I've still got a few more feelers out there, but I'm rapidly starting to consider prospective Plan B's, even though the "go away" money will last quite a good while longer. It'd be kinda nice to go back to being a bike mechanic - when I did that for a living back in college I was pretty darned good at it. Unfortunately, the pay stinks.

Today's randomness

About a month ago, I bought a bag of reduced-fat Oreos on impulse. We hadn't had cookies in the house in a while, and I figured I'd buy those and be good.

Well, there's a good reason they're useful to dieters. They suck. Badly. They taste like stale cardboard.

So we replaced them with regular old Double Stuf Oreos, and all was well again. That may have not been the wisest decision from a weight-loss perspective, but our taste buds were crying to be treated with respect. Besides, they were on sale.
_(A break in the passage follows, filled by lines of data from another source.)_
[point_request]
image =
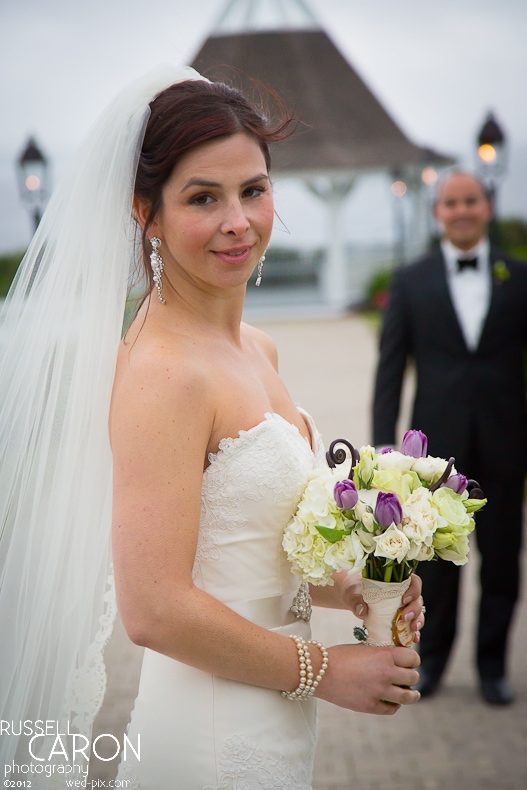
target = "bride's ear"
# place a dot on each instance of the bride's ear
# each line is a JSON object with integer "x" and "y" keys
{"x": 141, "y": 209}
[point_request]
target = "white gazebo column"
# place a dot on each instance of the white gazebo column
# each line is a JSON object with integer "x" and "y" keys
{"x": 333, "y": 191}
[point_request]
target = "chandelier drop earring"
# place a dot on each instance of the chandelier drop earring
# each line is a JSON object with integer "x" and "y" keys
{"x": 260, "y": 267}
{"x": 156, "y": 262}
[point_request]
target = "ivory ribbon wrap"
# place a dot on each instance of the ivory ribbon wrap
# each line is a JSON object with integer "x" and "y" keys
{"x": 383, "y": 622}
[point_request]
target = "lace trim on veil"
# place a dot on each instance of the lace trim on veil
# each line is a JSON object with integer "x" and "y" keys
{"x": 88, "y": 683}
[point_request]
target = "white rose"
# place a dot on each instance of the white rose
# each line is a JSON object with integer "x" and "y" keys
{"x": 420, "y": 517}
{"x": 368, "y": 521}
{"x": 395, "y": 460}
{"x": 420, "y": 552}
{"x": 429, "y": 469}
{"x": 457, "y": 551}
{"x": 392, "y": 544}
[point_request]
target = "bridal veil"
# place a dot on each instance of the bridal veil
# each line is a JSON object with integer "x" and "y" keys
{"x": 59, "y": 331}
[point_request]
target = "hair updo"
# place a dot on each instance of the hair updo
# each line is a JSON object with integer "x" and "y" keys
{"x": 186, "y": 115}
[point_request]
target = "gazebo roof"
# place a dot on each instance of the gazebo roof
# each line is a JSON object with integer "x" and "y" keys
{"x": 344, "y": 126}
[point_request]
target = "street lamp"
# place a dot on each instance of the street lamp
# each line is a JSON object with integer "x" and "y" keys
{"x": 492, "y": 160}
{"x": 32, "y": 173}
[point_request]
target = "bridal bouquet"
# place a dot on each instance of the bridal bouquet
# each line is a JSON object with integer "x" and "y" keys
{"x": 396, "y": 508}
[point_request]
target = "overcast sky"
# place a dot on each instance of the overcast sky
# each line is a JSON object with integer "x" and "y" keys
{"x": 438, "y": 68}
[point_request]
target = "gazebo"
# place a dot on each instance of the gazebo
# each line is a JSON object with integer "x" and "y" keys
{"x": 346, "y": 132}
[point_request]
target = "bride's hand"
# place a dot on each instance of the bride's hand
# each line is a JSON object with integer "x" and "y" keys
{"x": 370, "y": 679}
{"x": 413, "y": 612}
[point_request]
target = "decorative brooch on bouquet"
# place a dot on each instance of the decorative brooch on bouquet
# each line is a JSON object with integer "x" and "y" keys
{"x": 394, "y": 510}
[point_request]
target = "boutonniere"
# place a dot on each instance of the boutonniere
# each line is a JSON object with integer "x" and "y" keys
{"x": 500, "y": 272}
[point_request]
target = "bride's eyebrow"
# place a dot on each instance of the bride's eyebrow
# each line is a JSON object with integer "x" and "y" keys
{"x": 199, "y": 182}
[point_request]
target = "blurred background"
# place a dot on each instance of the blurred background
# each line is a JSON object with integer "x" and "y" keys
{"x": 419, "y": 80}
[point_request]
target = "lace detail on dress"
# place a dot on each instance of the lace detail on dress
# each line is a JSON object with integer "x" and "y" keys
{"x": 257, "y": 464}
{"x": 246, "y": 767}
{"x": 88, "y": 685}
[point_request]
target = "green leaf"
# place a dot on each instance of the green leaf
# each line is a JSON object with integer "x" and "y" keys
{"x": 473, "y": 505}
{"x": 333, "y": 535}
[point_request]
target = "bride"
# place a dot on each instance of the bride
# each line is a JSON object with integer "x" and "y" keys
{"x": 209, "y": 457}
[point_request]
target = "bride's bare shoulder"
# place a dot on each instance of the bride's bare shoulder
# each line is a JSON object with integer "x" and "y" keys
{"x": 263, "y": 343}
{"x": 157, "y": 365}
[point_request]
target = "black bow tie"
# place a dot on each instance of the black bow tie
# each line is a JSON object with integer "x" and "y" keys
{"x": 467, "y": 263}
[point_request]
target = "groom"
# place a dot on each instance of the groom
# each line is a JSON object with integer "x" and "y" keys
{"x": 460, "y": 315}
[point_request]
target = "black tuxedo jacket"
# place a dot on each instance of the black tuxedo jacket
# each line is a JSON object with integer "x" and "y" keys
{"x": 462, "y": 396}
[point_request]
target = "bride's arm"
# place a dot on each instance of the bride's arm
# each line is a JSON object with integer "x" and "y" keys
{"x": 161, "y": 421}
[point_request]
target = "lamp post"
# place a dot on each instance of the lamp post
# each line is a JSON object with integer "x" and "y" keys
{"x": 492, "y": 156}
{"x": 32, "y": 174}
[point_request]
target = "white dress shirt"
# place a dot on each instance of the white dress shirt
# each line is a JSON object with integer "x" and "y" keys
{"x": 470, "y": 289}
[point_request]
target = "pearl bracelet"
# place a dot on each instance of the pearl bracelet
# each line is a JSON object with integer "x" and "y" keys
{"x": 308, "y": 682}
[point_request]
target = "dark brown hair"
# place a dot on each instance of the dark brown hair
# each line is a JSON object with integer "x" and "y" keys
{"x": 190, "y": 113}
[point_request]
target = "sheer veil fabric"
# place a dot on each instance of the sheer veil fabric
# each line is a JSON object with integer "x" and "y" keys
{"x": 59, "y": 332}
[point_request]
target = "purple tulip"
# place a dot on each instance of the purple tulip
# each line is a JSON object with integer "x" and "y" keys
{"x": 388, "y": 509}
{"x": 345, "y": 493}
{"x": 414, "y": 443}
{"x": 457, "y": 483}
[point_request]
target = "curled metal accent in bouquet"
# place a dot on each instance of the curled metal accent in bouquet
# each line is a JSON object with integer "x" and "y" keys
{"x": 394, "y": 510}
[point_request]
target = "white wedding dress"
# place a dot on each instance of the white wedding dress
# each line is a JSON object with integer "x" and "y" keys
{"x": 201, "y": 732}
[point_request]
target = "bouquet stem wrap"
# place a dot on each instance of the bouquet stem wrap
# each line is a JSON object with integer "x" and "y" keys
{"x": 383, "y": 623}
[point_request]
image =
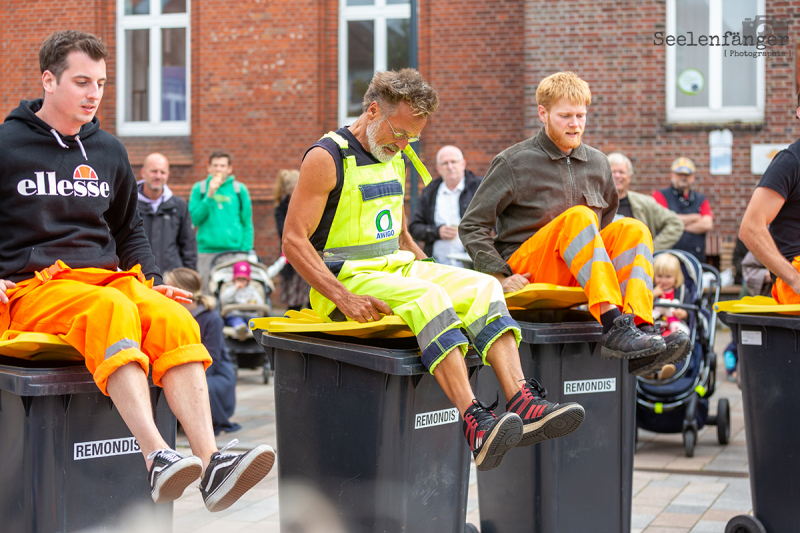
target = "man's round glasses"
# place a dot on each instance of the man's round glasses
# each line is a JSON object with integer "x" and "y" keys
{"x": 397, "y": 136}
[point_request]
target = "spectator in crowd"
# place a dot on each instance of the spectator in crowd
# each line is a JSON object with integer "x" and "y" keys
{"x": 552, "y": 200}
{"x": 75, "y": 262}
{"x": 442, "y": 204}
{"x": 222, "y": 212}
{"x": 346, "y": 234}
{"x": 243, "y": 292}
{"x": 221, "y": 376}
{"x": 664, "y": 225}
{"x": 294, "y": 289}
{"x": 692, "y": 208}
{"x": 166, "y": 219}
{"x": 771, "y": 224}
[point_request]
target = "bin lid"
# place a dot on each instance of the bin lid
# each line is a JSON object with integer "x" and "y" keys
{"x": 546, "y": 296}
{"x": 399, "y": 361}
{"x": 756, "y": 305}
{"x": 306, "y": 321}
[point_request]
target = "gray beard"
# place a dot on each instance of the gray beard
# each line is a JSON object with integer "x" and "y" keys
{"x": 377, "y": 151}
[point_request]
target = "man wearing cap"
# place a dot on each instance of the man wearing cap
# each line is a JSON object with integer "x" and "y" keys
{"x": 692, "y": 208}
{"x": 771, "y": 225}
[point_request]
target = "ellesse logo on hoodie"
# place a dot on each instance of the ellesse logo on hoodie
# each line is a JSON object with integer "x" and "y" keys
{"x": 84, "y": 183}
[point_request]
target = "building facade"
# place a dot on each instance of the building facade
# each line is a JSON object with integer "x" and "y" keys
{"x": 264, "y": 79}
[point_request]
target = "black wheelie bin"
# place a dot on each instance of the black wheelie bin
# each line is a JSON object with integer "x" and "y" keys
{"x": 364, "y": 425}
{"x": 769, "y": 366}
{"x": 67, "y": 460}
{"x": 581, "y": 482}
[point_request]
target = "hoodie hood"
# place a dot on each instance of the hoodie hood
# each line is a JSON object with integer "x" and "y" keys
{"x": 26, "y": 113}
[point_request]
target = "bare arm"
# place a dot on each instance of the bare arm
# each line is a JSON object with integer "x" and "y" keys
{"x": 762, "y": 210}
{"x": 317, "y": 180}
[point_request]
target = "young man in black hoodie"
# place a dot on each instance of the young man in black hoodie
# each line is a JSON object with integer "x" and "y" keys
{"x": 75, "y": 262}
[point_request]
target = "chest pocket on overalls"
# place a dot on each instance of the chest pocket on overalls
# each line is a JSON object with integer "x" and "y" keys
{"x": 381, "y": 209}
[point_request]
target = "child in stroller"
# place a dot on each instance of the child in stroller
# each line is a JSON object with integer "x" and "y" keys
{"x": 246, "y": 352}
{"x": 669, "y": 287}
{"x": 680, "y": 404}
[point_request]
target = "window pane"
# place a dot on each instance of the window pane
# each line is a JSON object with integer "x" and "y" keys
{"x": 173, "y": 74}
{"x": 137, "y": 64}
{"x": 691, "y": 62}
{"x": 360, "y": 62}
{"x": 137, "y": 7}
{"x": 739, "y": 75}
{"x": 397, "y": 43}
{"x": 173, "y": 6}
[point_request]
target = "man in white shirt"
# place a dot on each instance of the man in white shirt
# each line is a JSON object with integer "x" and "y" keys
{"x": 441, "y": 206}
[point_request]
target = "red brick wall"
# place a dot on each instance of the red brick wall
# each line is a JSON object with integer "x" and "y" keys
{"x": 472, "y": 52}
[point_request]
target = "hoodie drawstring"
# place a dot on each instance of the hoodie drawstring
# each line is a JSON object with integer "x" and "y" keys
{"x": 80, "y": 145}
{"x": 62, "y": 145}
{"x": 58, "y": 138}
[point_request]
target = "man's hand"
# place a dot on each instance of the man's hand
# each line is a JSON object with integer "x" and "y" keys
{"x": 214, "y": 184}
{"x": 174, "y": 293}
{"x": 447, "y": 233}
{"x": 363, "y": 308}
{"x": 4, "y": 286}
{"x": 514, "y": 282}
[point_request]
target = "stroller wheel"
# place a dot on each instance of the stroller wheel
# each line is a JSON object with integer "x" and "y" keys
{"x": 689, "y": 440}
{"x": 723, "y": 421}
{"x": 745, "y": 524}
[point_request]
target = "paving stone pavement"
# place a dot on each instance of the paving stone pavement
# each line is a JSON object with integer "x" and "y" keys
{"x": 671, "y": 493}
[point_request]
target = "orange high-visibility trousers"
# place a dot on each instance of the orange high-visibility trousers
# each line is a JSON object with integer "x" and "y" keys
{"x": 111, "y": 318}
{"x": 613, "y": 265}
{"x": 782, "y": 292}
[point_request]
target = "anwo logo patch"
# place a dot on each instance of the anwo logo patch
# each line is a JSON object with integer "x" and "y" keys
{"x": 383, "y": 222}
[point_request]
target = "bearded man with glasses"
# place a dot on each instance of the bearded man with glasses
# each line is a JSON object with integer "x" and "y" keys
{"x": 346, "y": 234}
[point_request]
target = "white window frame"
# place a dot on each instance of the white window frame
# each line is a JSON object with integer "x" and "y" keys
{"x": 155, "y": 23}
{"x": 380, "y": 13}
{"x": 715, "y": 112}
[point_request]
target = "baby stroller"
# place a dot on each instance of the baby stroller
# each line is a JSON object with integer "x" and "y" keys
{"x": 246, "y": 353}
{"x": 680, "y": 404}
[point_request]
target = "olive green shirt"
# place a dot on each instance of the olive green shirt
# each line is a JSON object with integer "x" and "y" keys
{"x": 527, "y": 186}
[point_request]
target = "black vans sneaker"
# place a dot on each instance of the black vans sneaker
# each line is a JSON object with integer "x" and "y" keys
{"x": 228, "y": 476}
{"x": 625, "y": 341}
{"x": 170, "y": 473}
{"x": 541, "y": 419}
{"x": 678, "y": 347}
{"x": 490, "y": 437}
Mitel is discontinuing the e-Smith project, since RedHat is getting out of the distro business (RedHat is the base distro for e-Smith). It's in the process of being picked up by the e-Smith developer community, and I volunteered to work on documentation, since I know the system real well and can write docs. Meanwhile, they're about to release the "final" version, version 6. I have it on my test server and I'm working to see if I can properly integrate SpamAssassin with it. If so, I'll update my 5.6 production server soon.

Finally, the latest David development notes. Now, if he wants a book read to him, he'll go grab it, bring it over to you, and demand "Book!". Then if he wants to get on the sofa with you as well he'll give you a loud "Up!". Needless to say, this is cool. Last night, in between book readings he sat with us while we watched last week's "Queer Eye" on TiVo. I figured something out. I'd said before how much he loves the high-speed "load out" scenes in Trading Spaces. Well, it's not just that. He loves any sort of high-speed motion combined with music. When Thom was redecorating in a blur, he was boogieing big-time.